Ole Miss (2-0) opens its Southeastern Conference schedule Thursday night at South Carolina (2-1, 1-0) in front of a national television audience.
“It’s going to be a big showcase for us,” defensive end Kentrell Lockett said. “We can show the work and show people that we’re a top-five caliber team. So it’s going to be a big opportunity for us.”
And maybe a chance for Mississippi quarterback Jevan Snead to show Gamecocks coach Steve Spurrier he should have stuck to his original preseason all-SEC team ballot, the one with Snead instead of Florida’s Tim Tebow.
Remember that summertime whodunit? It turned out Spurrier had a staffer fill out his all-SEC ballot and didn’t realize Snead was placed ahead of Tebow. He later changed his vote to make Tebow a unanimous selection.

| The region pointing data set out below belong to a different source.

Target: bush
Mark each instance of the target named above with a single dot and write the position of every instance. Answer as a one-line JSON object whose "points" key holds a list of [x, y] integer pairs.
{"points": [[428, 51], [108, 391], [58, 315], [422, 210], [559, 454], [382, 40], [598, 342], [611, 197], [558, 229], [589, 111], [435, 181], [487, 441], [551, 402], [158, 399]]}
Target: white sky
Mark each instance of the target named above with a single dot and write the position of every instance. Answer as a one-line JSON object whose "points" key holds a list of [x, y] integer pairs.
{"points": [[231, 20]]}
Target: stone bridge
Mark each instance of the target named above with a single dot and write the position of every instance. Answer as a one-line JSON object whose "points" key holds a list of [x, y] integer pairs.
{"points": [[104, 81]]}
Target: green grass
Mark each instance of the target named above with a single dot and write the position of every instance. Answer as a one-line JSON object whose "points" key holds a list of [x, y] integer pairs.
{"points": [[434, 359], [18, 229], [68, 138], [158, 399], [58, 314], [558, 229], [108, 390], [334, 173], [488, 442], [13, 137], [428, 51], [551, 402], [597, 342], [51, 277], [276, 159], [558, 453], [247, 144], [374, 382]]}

Snead and the Rebels have drawn plenty of attention coming into this season.
They haven’t been ranked this high since Manning — father Archie and not son Eli — was at quarterback in 1970. They’re riding an eight-game winning streak, the school’s longest in 37 years. A 3-0 start would be its best opening since 1989.
Lose to an unranked opponent, even one coached by Spurrier, and Ole Miss would likely take a dramatic tumble in the rankings.
“You are ready to play a game like this,” Mississippi coach Houston Nutt said. “It’s going to be a great atmosphere. Our guys are looking forward to it. I know as coaches, we are. I think our players are even more so.”
Mississippi figured to be that jacked up a year ago against the Gamecocks, returning home as heroes on the Grove after defeating the eventual national champion Florida Gators 31-30 a week earlier. Instead, Snead and the Rebels bobbled things away in a 31-24 loss to South Carolina.
Snead threw an interception and had a fumble as Mississippi coughed up a 14-3 lead. The Rebels lost the next week to Alabama and haven’t been beaten since, landing everywhere this summer — including on the cover of Sports Illustrated — as one of college football’s rising teams.
Nutt has seen before how quickly that can disappear.
“The intensity and the focus have to be a very high level,” he said. “This is why you come to Ole Miss to play the type of game like this. Really, there is nothing like it.”
The contest got a little extra juice in July when Snead picked up a vote for first-team all-SEC preseason quarterback. One-by-one, league coaches stepped to the microphone at the summer media gathering saying it wasn’t them. Finally, Spurrier fessed up to what he called an error on his part.
There’s no doubt Spurrier, a Heisman Trophy winning quarterback, admires Snead’s ability. Last year, Spurrier “just noticed the way the ball came out of his hand,” he said. “He threw almost perfect spirals most every time.”
But, as Spurrier pointed out, “good defense can stop just about any quarterback. Hopefully we are going to have good defense here Thursday night.”
Spurrier hopes South Carolina can call on its Thursday night success the past few years. The Gamecocks have won five of seven such spotlight games with their head ball coach, including a 38-23 victory in 2007 over an unbeaten and rising Kentucky program.
Two South Carolina starters, receiver Tori Gurley and cornerback Akeem Auguste, both said they committed to Spurrier after watching that win over the Wildcats.
“After the game, I called up … and told them I wanted to be part of the Gamecock nation,” Gurley said.
Mississippi would love such a boost after this week’s game — and perhaps in bigger profile games to come.
“I do feel like this is a chance for us to kind of prove ourselves,” Snead said of his first Thursday night appearance, “and show the world what we can do.”